Lucien took his chance. His own strider's combat knife extended from its arm, a blade as long as a grown man's body. He thrust the weapon downward, piercing the enemy cockpit in a clean strike. With the hiss of released pressure, the opposing pilot's life was snuffed out. One down.

The remaining two striders weren't going to let him take them by surprise. They closed in, flanking him in a coordinated attack. Lucien's strider twisted and dodged between their blows, firing bursts from its shoulder cannon whenever he found a gap in their defenses. But the enemy's counterfire was relentless. He winced as some rounds struck his hull, shaking the entire frame.

Then one of his opponents faltered. Lucien seized the opening, kicking his thrusters to full blast and ramming his strider's foot into the enemy machine, sending it staggering backward. He aimed his rail cannon at point-blank range and fired. The enemy's armor buckled, metal splitting apart as explosions consumed the machine from within. Two down.

The last enemy strider launched everything it had at him, desperate to claim victory. Lucien's strider dodged as best as it could, though the onslaught battered its armor. He retaliated with a volley of small repulsor missiles, watching with grim satisfaction as they struck true, forcing his final opponent into a corner. Lucien unleashed his full arsenal. The enemy strider crumpled under the assault, its own systems overloaded. It self-destructed in a blazing flare of shrapnel.

Lucien's strider staggered from the blast, its systems groaning in protest. Warning lights flared, signaling critical damage. Lucien took a breath, his body aching, mind exhausted. He adjusted his machine, prepared to retreat to his lines.

Just then, a shadow loomed above. The shrill warning of incoming fire filled his cockpit, and he looked up in time to see a repulsor missile arcing down. It slammed into his machine, ripping through the hull. Alarms screamed, metal groaned, and flames licked up around him. Lucien felt the burn, saw his hands blister and blacken.

He closed his eyes and let out a long, final exhale. It was over.

Then there was nothing—darkness, infinite and heavy.

Lucien opened his eyes, expecting oblivion but finding something entirely different. He was adrift, his awareness floating toward a vast, cosmic grindstone, where countless pale flames drifted in a solemn procession, each drawn like moths toward the grinding wheel. The flames seemed to whisper in a language he couldn't understand, filling him with an odd sense of longing.

But just as he approached the stone, he felt himself veering off-course. Something unseen yanked him away from the procession, pulling him back, away from the grindstone, out of the depths of whatever strange afterlife he'd found himself in.

He hurtled through darkness, through vast swathes of empty space, past nebulas and stars that flared into being and vanished in an instant. It felt like eternity and no time at all, a sensation that gnawed at his sanity, yet he was helpless to stop it.

Finally, Lucien emerged from the void, his mind sluggish, his senses strange and muted. He took in his surroundings with a heavy sense of disorientation. The world around him felt… wrong.
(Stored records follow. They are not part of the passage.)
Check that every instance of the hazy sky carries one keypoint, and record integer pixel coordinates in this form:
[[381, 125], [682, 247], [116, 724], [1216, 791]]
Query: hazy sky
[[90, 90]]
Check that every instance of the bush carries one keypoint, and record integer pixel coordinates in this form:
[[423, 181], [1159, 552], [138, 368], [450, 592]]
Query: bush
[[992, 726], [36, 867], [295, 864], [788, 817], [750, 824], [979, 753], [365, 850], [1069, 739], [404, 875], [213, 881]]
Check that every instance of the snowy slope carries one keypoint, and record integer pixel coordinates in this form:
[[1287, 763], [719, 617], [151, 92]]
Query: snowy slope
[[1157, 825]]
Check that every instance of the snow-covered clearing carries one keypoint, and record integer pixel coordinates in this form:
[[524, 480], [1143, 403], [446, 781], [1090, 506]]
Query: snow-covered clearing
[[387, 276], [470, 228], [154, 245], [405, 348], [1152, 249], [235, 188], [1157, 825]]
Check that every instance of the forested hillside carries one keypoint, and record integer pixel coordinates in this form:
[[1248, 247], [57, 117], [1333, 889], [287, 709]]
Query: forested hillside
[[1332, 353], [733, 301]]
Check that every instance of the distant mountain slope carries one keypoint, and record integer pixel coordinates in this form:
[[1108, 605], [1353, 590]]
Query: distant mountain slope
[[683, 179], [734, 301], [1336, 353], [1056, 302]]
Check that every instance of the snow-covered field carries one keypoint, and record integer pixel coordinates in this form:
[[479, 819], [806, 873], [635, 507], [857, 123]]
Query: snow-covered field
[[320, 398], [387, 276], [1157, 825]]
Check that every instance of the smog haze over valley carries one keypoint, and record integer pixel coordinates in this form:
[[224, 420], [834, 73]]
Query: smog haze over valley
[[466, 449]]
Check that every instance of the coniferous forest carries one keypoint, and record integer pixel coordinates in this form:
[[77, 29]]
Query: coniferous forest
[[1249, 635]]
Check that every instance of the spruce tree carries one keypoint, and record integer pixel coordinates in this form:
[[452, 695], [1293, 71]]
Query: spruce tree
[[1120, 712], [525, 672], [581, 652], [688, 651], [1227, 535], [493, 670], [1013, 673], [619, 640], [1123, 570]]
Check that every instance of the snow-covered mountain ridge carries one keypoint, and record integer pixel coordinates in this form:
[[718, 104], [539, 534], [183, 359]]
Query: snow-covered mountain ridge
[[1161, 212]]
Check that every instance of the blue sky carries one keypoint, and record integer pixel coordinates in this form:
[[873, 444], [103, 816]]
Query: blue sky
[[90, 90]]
Everything was enormous, looming, and he… he was small.

His body felt lighter, weaker, almost frail. He looked down, disbelieving, and realized that he had been changed. He was no longer the towering pilot of a fearsome strider, but something far smaller and more vulnerable.

And towering above him were giants—or so they seemed, until he realized the truth. He hadn't shrunk. He'd become something different, something small and insignificant in a world far more twisted and corrupted than anything he had left behind.

This was his new beginning. Or, perhaps, his damnation.